Normalization leverages the CMS HCPCS-to-NDC reference mappings before resolving to clinical drug concepts. This intermediate step improves mapping precision when package-level identifiers are available.
Therapeutic Classification
TwinFyRx maintains mappings between ingredient concepts and therapeutic classification systems such as ATC. This allows therapeutic grouping without duplicating classifications across multiple strength variants of the same medication.
Textual Drug References
Some datasets contain drug references only as free text. TwinFyRx resolves these references using a layered normalization process that combines deterministic parsing, curated synonym mappings, and reconciliation against the RxNorm concept hierarchy.

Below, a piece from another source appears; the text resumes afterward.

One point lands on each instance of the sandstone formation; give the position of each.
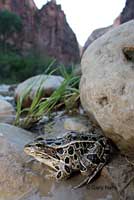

Depending on the available information, normalization may resolve to:
drug_idClinical drug concept (full specificity)clinical_drug_form_rxcuiDrug form (strength-agnostic)ingredient_rxcuiIngredient only
Model Philosophy
RxNorm first
RxNorm provides the canonical drug ontology. TwinFyRx builds on top of it rather than redefining drug concepts.
Concept-appropriate enrichment
Attributes are attached at the appropriate layer of the hierarchy (ingredient, drug form, or clinical drug) depending on the scope of the attribute.
Identifier normalization
Drug identifiers from heterogeneous datasets are resolved into the RxNorm concept hierarchy wherever possible.
Stable atomic units
Clinical drug concepts serve as the primary atomic unit for analytics while allowing aggregation at higher levels of the hierarchy.
TwinFyRx focuses on maintaining a consistent drug concept model across heterogeneous healthcare datasets. By anchoring identifiers to the RxNorm hierarchy and attaching enrichment at the appropriate level of abstraction, the system provides a stable foundation for downstream analytics, pricing intelligence, and utilization analysis.